While the first is still a baby, it can be a bit boring so online classes is a great idea. Look into those things you never had time for before, experiment with some new hobbies, try new recipies or styles of cooking, hang out with friends.... because as baby becomes toddler and more babies come... that quiet, down time is GONE!!!!! ;-)

As for adjusting to not working, for me it was adjusting to not being acknowledged, thanked, appreciated, and the status that came with any presentations or papers. I did our family budget and pay billsto keep sharp ;-) My husband tries to do his part to show appreciation and we've tried to raise our kids to not treat mom like a maid but the status was one I had to work through on my own.

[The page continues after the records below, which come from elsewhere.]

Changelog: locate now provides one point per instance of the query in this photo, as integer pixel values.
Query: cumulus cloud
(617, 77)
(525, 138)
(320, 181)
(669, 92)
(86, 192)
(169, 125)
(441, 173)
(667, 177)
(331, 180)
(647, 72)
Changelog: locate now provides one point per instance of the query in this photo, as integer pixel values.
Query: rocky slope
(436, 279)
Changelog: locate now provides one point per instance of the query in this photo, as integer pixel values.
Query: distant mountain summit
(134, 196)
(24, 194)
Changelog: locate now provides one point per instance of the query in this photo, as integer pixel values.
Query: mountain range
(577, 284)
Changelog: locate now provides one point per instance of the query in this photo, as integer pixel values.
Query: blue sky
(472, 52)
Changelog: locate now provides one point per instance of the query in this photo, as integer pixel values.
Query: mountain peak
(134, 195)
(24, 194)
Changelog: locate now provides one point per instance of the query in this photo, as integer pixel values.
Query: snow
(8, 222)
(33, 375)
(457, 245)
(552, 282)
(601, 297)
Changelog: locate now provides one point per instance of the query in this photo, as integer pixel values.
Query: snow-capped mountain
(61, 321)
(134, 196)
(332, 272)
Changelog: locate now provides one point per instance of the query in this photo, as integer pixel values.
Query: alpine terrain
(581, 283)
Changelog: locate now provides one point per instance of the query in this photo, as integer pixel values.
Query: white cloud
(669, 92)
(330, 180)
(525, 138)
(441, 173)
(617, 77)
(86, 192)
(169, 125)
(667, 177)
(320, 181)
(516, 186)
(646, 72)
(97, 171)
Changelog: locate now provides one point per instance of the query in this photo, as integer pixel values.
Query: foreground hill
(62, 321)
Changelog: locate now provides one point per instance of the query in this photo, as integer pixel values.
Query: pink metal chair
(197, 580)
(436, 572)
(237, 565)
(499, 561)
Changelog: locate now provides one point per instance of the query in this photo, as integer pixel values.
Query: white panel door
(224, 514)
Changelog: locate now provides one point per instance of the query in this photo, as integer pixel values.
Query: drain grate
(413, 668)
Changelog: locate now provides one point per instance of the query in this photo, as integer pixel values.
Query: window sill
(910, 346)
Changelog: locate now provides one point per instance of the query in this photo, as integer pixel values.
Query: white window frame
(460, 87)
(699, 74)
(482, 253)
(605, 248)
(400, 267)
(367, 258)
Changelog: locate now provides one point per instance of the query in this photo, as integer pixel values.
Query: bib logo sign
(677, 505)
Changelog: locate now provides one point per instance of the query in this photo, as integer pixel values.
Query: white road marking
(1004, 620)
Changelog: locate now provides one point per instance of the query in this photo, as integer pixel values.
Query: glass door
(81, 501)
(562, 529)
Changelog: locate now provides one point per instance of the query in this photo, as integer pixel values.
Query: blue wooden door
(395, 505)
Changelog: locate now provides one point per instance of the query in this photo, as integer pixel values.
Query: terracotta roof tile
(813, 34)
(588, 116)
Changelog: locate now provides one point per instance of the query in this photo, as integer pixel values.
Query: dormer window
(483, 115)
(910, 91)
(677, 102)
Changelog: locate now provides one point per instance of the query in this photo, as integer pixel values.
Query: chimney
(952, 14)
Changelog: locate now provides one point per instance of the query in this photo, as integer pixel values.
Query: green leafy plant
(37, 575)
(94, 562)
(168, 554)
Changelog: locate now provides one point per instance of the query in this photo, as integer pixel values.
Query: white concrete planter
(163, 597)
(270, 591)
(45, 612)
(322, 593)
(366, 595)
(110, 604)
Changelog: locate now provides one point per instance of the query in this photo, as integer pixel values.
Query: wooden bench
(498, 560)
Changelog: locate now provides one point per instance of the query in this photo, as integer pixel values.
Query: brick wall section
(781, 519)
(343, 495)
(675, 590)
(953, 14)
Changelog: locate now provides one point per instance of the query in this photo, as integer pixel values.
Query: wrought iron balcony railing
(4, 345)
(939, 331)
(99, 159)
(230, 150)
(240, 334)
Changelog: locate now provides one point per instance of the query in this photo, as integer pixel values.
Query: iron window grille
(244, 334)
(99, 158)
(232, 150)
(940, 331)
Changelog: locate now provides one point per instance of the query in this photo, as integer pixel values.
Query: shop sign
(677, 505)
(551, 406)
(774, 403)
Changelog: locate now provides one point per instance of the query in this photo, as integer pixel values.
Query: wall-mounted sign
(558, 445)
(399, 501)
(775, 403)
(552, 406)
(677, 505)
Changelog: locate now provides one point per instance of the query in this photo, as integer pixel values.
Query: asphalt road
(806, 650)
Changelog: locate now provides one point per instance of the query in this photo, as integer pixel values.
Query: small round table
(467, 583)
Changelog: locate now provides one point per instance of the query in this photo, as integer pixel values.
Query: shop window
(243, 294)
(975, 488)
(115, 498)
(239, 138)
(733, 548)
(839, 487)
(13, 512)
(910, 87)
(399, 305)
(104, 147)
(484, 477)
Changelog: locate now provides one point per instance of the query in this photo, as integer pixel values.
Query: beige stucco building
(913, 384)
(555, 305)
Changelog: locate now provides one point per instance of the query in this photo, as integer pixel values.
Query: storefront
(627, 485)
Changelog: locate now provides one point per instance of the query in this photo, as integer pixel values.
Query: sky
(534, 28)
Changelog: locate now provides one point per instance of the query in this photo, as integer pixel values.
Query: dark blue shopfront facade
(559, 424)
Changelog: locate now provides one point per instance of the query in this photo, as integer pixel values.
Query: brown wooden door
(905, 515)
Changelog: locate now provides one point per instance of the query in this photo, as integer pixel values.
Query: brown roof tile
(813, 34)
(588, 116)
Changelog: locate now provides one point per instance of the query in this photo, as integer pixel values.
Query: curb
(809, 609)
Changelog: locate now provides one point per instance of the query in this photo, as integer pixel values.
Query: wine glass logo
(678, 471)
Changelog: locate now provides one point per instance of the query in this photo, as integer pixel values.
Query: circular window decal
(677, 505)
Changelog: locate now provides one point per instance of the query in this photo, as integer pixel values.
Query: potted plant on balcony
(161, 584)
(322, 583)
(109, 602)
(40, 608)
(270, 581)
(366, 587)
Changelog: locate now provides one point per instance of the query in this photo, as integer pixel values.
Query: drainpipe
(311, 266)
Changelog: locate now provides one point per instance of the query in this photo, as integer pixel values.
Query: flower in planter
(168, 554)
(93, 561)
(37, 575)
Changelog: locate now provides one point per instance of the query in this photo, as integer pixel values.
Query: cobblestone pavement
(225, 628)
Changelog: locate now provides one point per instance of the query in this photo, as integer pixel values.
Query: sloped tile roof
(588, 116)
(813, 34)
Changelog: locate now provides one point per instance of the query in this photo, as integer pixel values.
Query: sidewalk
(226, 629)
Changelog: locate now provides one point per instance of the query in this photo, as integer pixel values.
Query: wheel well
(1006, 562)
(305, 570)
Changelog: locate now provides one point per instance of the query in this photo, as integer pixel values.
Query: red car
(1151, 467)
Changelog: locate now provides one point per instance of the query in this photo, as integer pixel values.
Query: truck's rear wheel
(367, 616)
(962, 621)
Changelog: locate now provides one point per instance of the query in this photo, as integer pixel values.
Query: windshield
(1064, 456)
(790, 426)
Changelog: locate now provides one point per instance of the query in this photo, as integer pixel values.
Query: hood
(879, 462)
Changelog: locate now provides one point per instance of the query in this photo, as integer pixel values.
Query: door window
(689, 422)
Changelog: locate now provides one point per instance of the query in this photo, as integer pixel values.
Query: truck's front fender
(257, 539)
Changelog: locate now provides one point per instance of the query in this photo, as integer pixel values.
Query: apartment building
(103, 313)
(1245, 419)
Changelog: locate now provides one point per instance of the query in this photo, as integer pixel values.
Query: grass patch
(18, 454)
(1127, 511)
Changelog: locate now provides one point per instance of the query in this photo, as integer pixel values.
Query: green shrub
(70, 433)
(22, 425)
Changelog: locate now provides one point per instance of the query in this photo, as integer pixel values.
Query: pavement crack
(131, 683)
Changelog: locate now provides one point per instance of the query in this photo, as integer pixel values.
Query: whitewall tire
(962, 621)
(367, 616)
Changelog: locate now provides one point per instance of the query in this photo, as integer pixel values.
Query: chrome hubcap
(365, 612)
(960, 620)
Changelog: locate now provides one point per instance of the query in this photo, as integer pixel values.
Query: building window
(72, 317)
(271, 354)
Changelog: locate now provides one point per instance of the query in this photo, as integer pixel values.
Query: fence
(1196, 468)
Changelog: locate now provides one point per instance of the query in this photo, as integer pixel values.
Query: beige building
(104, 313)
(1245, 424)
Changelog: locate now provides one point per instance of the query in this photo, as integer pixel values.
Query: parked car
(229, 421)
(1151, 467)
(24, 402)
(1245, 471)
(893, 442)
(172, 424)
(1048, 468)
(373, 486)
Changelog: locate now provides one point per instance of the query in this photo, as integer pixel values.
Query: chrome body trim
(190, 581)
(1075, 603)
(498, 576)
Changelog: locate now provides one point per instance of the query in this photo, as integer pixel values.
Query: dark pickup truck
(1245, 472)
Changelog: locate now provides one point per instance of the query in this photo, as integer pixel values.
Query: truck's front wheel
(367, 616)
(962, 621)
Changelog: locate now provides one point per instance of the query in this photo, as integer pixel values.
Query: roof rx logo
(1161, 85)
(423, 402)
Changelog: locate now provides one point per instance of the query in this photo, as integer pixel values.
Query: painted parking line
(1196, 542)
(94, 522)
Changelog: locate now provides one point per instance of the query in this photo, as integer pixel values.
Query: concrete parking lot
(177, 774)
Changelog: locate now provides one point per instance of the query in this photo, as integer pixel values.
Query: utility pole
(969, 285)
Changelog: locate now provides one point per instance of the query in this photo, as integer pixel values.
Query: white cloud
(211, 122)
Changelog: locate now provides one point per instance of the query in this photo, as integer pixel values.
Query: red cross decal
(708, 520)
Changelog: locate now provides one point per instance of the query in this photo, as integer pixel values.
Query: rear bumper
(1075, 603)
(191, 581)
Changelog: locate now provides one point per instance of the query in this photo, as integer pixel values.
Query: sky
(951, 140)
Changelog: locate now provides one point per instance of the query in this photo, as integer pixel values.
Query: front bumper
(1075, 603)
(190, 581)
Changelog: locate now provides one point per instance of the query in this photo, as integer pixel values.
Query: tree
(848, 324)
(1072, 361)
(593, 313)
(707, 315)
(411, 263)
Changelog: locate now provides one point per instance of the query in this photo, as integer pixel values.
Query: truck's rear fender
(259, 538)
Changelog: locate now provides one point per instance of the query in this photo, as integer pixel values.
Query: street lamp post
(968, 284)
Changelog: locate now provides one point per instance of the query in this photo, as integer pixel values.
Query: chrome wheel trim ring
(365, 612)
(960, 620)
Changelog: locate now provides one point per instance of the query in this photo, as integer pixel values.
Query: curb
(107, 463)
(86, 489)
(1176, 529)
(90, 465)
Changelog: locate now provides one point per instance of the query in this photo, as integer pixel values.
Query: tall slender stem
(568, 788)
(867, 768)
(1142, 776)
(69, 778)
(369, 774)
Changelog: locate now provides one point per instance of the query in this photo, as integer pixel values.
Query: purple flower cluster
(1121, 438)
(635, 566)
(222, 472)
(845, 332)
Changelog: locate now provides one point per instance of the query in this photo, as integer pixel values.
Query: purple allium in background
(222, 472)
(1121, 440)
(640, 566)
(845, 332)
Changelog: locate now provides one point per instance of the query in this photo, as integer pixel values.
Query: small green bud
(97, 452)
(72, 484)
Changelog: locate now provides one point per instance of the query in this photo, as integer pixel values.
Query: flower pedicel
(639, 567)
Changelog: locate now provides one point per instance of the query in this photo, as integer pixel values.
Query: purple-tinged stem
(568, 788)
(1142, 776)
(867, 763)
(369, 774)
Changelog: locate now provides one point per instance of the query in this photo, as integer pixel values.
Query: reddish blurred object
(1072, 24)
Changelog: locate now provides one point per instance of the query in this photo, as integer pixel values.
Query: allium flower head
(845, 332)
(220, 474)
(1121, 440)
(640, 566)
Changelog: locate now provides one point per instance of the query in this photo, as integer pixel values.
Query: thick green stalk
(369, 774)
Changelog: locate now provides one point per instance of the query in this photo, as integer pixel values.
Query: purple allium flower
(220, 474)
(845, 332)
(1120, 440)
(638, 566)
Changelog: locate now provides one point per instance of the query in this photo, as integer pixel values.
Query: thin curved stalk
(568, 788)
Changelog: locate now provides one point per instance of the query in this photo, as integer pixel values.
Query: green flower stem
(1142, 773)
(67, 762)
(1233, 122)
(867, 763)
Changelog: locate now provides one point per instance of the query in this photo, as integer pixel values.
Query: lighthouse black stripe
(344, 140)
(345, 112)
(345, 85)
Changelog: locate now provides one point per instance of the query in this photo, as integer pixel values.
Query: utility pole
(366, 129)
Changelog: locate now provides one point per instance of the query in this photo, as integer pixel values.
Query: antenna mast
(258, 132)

I've been a Christian most my life so the Bible is pretty important to me. I studied alot of verses about who God says I am, how He made me unique and special, etc. I also clung to the Psalm that says Children are a special gift from the Lord on the days when I really didn't feel like staying at home anymore. I firmly believe it is what is best for my kids and am not wanting to go back to work just because I may feel rotton about it one week or so.

I guess I motivated myself becuase it's what's best for the kids. We were healthy eaters somewhat before kids but I researched and learned even more, made my own babyfood from the garden, you have no idea or space to garden, look into a local CSA to join. Our first house was small so cleaning took no time- especially since a baby doesn't mess much up... but just wait about 10-13 months- then they're getting into everything and more and more toys are added ;-) But now we live in a 2000 sq ft house with soon to be 4 kids- I have a cleaning schedule!!!! But any child research will tell you kids will have better playtime and can use their imaginations more in a clean house than a trashed one- not to mention healthier living.

Anyway, some websites/bks I used early on were FlyLady.com, Saving Dinner.com, Once a month cooking, The Well Fed Baby... Good luck in your adjustment- give yourself time!!